Valencia defender Cenk Ozkacar tells Vinicius to calm down. Ricardo de Burgos Bengoetxea, the referee, comes on the field and tells the players, “I’m activating the anti-racism protocol, OK?” Thibaut Courtois, the goalie for Madrid, tells De Burgos that he heard the same chants in the first half.
Vinicius walks over to his boss Carlo Ancelotti, who puts an arm around his shoulder, talks into his ear, and kisses him on the cheek.
Vinicius is back on the game after that. De Burgos describes what will happen next to Ancelotti, Vinicius, Militao, and others: first, an announcement over the stadium’s loudspeaker. If the fighting keeps up, the match will be stopped. Play starts again in the 78th minute.
This is not the first time this season that someone has called Vinicius racist. It’s the eighth incident of the 2022-23 campaign, and those are just the ones that have been reported and for which complaints have been made.
It happened at Camp Nou in March, and Benito Villamarin of Real Betis was there. It happened at El Sadar in Osasuna and Son Moix in Mallorca a month before. In January, some Atletico Madrid fans hung a Vinicius-shirted dummy from a bridge.
Because of what happened, four people have been charged. In December, racist words were said to Vinicius in Valladolid, and in September, they were said outside of Atletico’s Metropolitano stadium.
This time, however, things were different. The fact that Vinicius went up to the people who hurt him caused a worldwide uproar, which has led to consequences. Three fans have been taken, and they will have to go to court, where Vinicius will also testify.
Valencia was given a partial stand closure for five games, which was reduced to three after an appeal, and a long-overdue discussion about racism in Spanish football has started.
This is what has happened since that night at Mestalla and what will happen next, according to people close to Vinicius
Vinicius’s response in Valencia was the result of years of anger that football’s governing bodies, the courts, referees, the media, and even his own club had not taken the problem seriously. And he is done with it.

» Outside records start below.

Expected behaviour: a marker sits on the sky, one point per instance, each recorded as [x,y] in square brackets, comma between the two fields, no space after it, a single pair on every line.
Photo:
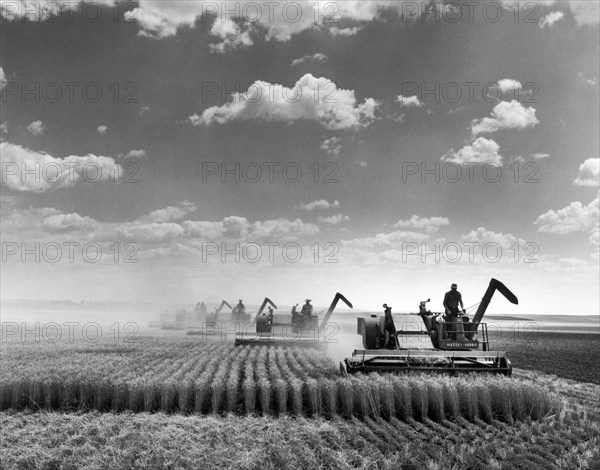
[182,151]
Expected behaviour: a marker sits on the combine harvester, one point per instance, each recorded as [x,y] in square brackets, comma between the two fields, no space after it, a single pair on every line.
[238,315]
[457,347]
[305,328]
[211,319]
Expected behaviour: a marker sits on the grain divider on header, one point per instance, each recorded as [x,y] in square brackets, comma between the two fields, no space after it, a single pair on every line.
[461,346]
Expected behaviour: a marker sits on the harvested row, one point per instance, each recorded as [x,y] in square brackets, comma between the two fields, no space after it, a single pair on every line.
[386,397]
[184,376]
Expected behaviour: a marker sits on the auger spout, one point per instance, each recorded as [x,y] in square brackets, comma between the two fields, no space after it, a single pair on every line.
[487,297]
[336,299]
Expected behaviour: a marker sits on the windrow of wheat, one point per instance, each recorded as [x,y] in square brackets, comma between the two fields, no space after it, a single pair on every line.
[187,376]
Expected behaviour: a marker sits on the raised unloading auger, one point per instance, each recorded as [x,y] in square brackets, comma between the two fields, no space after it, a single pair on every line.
[304,330]
[457,346]
[211,319]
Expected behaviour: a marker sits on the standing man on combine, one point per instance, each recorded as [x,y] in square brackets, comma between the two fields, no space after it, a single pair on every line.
[452,300]
[390,328]
[307,309]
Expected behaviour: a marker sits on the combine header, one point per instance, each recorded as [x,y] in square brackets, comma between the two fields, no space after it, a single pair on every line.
[460,346]
[211,319]
[304,330]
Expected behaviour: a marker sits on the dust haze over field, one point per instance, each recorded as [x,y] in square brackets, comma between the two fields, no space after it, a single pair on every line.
[159,158]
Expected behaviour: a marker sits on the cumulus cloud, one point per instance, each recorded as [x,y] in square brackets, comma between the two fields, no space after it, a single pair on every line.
[409,101]
[169,213]
[506,115]
[36,128]
[334,219]
[332,146]
[315,99]
[240,228]
[317,57]
[428,225]
[231,35]
[482,151]
[551,18]
[588,173]
[576,217]
[344,32]
[161,19]
[320,204]
[27,170]
[483,236]
[140,153]
[508,84]
[56,223]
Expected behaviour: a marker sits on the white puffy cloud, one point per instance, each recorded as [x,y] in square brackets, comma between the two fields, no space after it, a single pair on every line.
[68,222]
[344,32]
[26,170]
[576,217]
[428,225]
[320,204]
[279,22]
[506,115]
[169,213]
[283,229]
[589,173]
[332,146]
[317,57]
[484,236]
[2,78]
[508,84]
[231,36]
[409,101]
[482,151]
[315,99]
[334,219]
[36,128]
[551,18]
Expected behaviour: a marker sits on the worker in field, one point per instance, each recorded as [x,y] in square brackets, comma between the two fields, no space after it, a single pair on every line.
[307,309]
[452,300]
[390,327]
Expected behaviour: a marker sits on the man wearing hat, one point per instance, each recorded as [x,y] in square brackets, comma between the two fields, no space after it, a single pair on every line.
[307,309]
[452,300]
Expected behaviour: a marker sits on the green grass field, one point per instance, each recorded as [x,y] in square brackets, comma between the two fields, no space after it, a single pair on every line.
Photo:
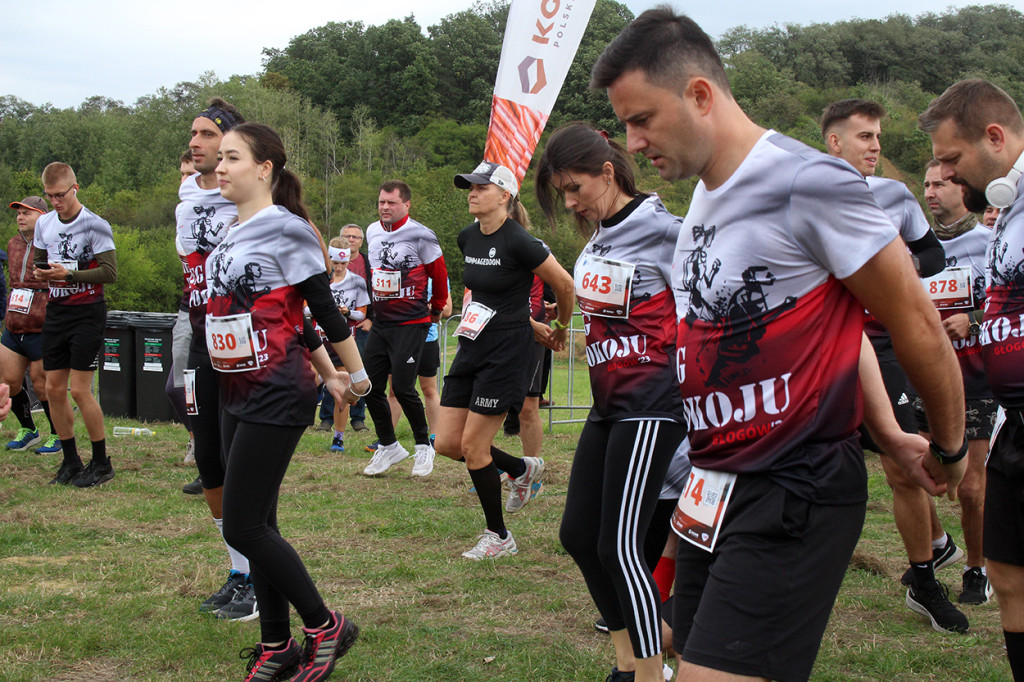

“My firing was the prize that the racists got!” Vinicius posted on Instagram, then used the league’s marketing motto in a funny way: “It’s not football. It’s LaLiga.”
Thibaut Courtois, a teammate and goalie, said that the team was ready to leave if that’s what Vinicius had wanted. Other players also said nice things about him. But Madrid didn’t release a comment until Monday at noon, which was almost 16 hours after the game ended.
“Real Madrid condemns what happened to our player Vinicius Junior yesterday,” the team said, adding that they had filed a report with hate crime prosecutors.
In a later statement, Madrid tried to connect what happened at Mestalla to its long-running fight against what it sees as unfair and bad refereeing. This is something that is talked about every day on the club’s own TV channel. “What happened yesterday and how the referees and VAR handled it is not an isolated case; it has been happening in a lot of our games,” it said.
At their next game on May 24 against Rayo Vallecano at the Santiago Bernabeu, the team wore Vinicius’ No. 20 shirt as a show of support. “We are all Vinicius. “Enough is enough,” said a sign the length of the field behind one of the goals. In the 20th minute, fans turned to cheer for Vinicius, who was sitting in the directors’ box with Florentino Perez. The reason he was there instead of in the player’s own box was to send a message: this is our fight, not just his.
Vinicius’s worries about his club’s hesitant support at first were nothing compared to how angry he was with LaLiga, which he saw in the form of the league’s head, Javier Tebas.